A Securities and Exchange Commission official said Wednesday he doesn’t understand why the agency is catching flak from some in the financial industry over its crackdown on inadequate disclosure of mutual fund fees.
For more than a year, the SEC has been conducting an enforcement program focused on investment advisers who do not properly disclose recommending high-cost share classes — those that pay them 12b-1 and other fees — when less expensive classes of the same fund are available.
But Steven Peikin, co-director of the SEC Enforcement Division, said the industry should have known from previous enforcement cases as well as the fiduciary requirements for advisers that not disclosing 12b-1 fees was a violation.
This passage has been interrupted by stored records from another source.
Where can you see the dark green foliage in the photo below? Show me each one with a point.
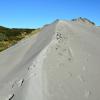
(9, 37)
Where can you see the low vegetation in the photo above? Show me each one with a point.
(9, 37)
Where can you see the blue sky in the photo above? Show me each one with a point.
(35, 13)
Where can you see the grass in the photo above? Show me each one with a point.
(9, 37)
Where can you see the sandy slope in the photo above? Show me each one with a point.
(61, 63)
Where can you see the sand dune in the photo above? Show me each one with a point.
(60, 63)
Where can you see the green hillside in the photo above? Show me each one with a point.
(9, 37)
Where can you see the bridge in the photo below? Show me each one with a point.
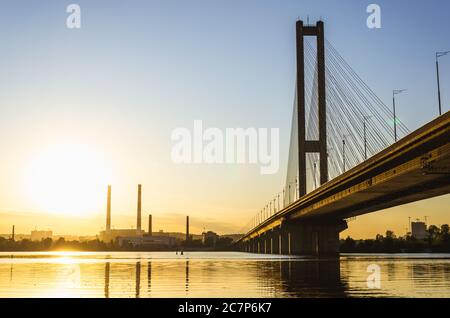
(369, 171)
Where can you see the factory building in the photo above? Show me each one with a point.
(40, 235)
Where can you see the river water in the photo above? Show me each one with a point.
(221, 274)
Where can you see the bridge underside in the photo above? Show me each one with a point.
(415, 168)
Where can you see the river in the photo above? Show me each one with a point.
(221, 274)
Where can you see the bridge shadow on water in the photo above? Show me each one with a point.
(272, 277)
(305, 278)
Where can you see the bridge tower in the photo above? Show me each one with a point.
(311, 146)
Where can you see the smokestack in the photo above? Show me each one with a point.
(139, 208)
(150, 231)
(187, 228)
(108, 210)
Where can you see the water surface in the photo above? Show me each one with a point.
(219, 274)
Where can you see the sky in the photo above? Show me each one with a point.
(84, 108)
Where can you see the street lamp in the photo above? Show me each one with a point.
(365, 137)
(438, 55)
(343, 151)
(395, 92)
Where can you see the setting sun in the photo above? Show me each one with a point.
(66, 179)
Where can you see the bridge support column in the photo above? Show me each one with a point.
(275, 245)
(312, 238)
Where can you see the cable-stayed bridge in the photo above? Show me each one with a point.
(349, 155)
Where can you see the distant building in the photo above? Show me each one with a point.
(148, 241)
(210, 238)
(114, 234)
(418, 230)
(40, 235)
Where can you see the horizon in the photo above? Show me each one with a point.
(84, 108)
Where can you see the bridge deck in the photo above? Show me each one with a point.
(416, 167)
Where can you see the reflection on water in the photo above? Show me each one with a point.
(227, 274)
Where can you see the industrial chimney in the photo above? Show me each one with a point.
(187, 228)
(108, 210)
(138, 227)
(150, 231)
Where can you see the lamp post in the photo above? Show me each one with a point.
(438, 55)
(395, 92)
(365, 118)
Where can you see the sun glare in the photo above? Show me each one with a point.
(67, 180)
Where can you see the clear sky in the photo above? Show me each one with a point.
(83, 108)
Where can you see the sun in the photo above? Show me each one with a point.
(67, 179)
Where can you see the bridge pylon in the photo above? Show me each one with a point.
(320, 145)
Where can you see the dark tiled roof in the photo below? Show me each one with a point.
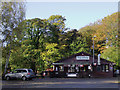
(83, 53)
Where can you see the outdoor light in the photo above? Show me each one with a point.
(93, 49)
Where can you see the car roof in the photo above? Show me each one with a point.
(21, 69)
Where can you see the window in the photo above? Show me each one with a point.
(107, 67)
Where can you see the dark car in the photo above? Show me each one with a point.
(23, 74)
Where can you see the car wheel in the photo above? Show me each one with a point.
(24, 78)
(7, 78)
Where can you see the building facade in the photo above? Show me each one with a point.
(83, 65)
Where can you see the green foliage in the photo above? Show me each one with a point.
(44, 41)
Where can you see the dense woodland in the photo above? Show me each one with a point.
(37, 43)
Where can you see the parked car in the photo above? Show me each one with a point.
(23, 74)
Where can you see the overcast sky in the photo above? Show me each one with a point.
(77, 14)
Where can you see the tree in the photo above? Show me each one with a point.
(12, 14)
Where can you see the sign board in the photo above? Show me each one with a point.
(82, 57)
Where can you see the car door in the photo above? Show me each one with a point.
(18, 74)
(13, 74)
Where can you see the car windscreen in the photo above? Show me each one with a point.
(30, 70)
(21, 71)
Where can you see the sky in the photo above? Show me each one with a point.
(77, 14)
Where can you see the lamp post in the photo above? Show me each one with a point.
(93, 49)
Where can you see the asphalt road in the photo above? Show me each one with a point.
(63, 83)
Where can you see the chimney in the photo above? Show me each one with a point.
(99, 59)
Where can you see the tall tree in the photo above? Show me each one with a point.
(12, 14)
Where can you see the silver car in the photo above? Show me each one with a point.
(23, 74)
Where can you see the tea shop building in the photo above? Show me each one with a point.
(82, 65)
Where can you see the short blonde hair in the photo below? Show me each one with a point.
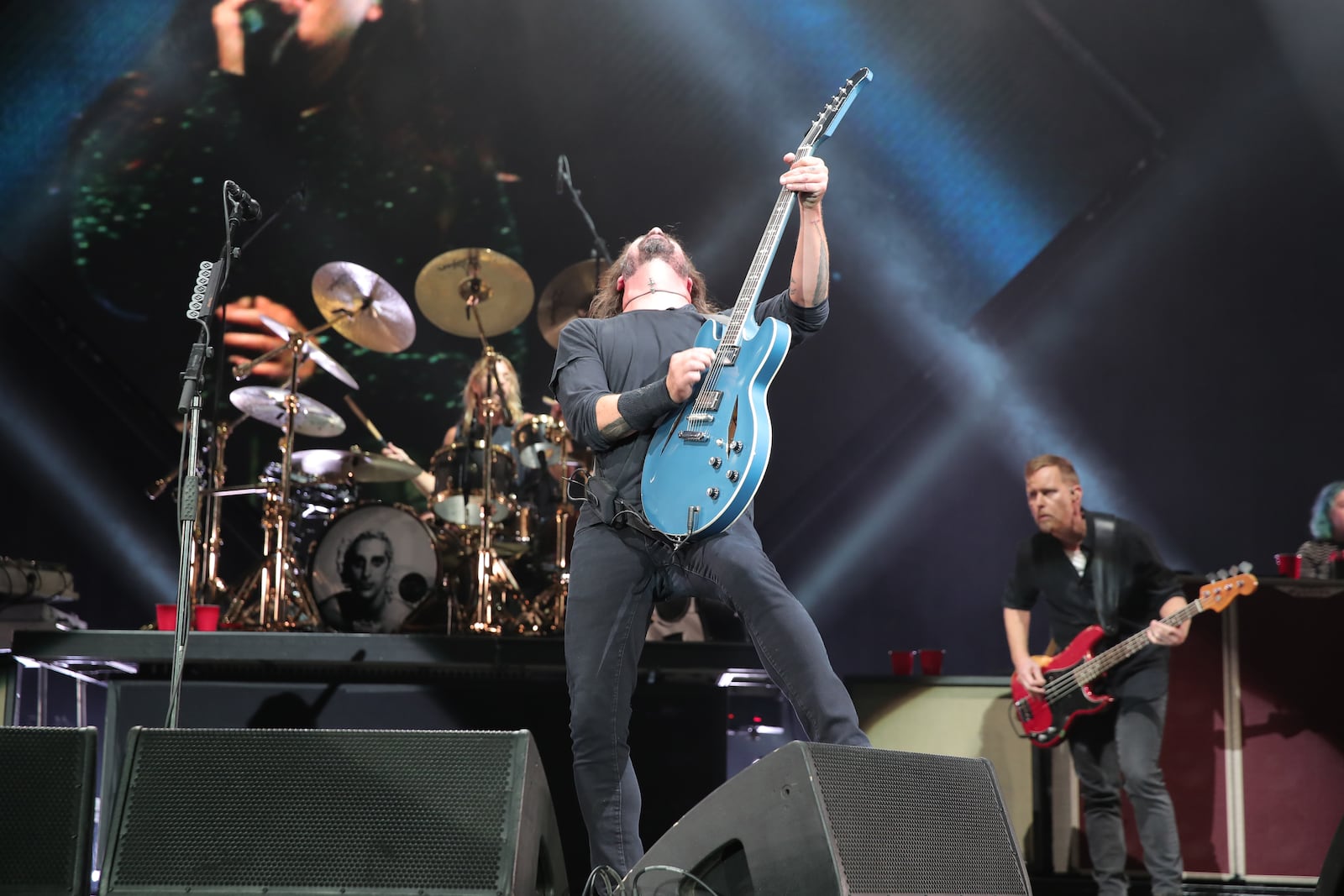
(1066, 470)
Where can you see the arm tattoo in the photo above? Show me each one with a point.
(616, 430)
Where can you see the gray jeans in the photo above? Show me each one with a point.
(1115, 748)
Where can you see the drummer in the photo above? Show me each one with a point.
(480, 396)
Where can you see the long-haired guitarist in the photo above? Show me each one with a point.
(617, 374)
(1092, 569)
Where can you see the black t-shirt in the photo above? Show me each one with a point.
(1043, 570)
(615, 355)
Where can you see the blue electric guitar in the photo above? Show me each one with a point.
(706, 461)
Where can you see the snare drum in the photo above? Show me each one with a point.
(459, 483)
(539, 441)
(373, 566)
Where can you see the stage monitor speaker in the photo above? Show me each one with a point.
(46, 810)
(306, 812)
(820, 820)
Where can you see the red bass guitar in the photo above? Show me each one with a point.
(1070, 673)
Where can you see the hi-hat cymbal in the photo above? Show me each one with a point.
(313, 351)
(363, 308)
(566, 297)
(354, 464)
(268, 405)
(463, 282)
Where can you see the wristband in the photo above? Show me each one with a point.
(645, 406)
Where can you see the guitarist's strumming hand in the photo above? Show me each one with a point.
(1030, 674)
(1163, 634)
(685, 371)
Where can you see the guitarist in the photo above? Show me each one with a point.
(1095, 569)
(617, 374)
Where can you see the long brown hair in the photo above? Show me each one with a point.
(608, 300)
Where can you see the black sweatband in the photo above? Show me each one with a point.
(645, 406)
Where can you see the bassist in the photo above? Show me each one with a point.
(1092, 569)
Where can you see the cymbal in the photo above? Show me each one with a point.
(313, 351)
(354, 464)
(566, 297)
(363, 308)
(501, 288)
(266, 403)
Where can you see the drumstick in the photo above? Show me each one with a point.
(373, 429)
(366, 421)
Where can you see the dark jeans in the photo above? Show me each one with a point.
(1120, 747)
(616, 575)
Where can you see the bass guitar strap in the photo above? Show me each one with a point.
(1105, 575)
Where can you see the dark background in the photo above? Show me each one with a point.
(1109, 233)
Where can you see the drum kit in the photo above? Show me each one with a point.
(333, 562)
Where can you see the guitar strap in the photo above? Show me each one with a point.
(1105, 575)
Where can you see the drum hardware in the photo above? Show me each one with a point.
(284, 600)
(363, 308)
(454, 284)
(354, 465)
(566, 297)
“I’m a little bit perplexed by some of the criticism,” Mr. Peikin said at the Securities Enforcement Forum in Washington. “I don’t feel like you need the SEC to tell you that as a fiduciary that’s something you shouldn’t be doing.”
Mr. Peikin used a nearby prop to illustrate his point. “If I find out my investment adviser is selling me this bottle of water for more than I had to pay for it because she was getting a return on that additional fee, I’d find a new investment adviser,” he said.
He then clarified that the SEC’s focus is on whether advisers tell their clients about the fees.
“The issue is the disclosure of that conflict of interest,” he said.
In the share-class initiative, it was generally a broker affiliate of an advisory firm that was receiving the 12b-1 fees.
Last week, the SEC released a set of frequently asked questions that outline adviser conflicts of interest related to compensation and how they can address them.
As part of the share-class initiative, the SEC provided incentives to self-report and has reached settlements with 96 firms. Recently Peter Driscoll, director of the SEC Office of Compliance Inspections and Examinations, said the agency is still seeing share-class problems on exams.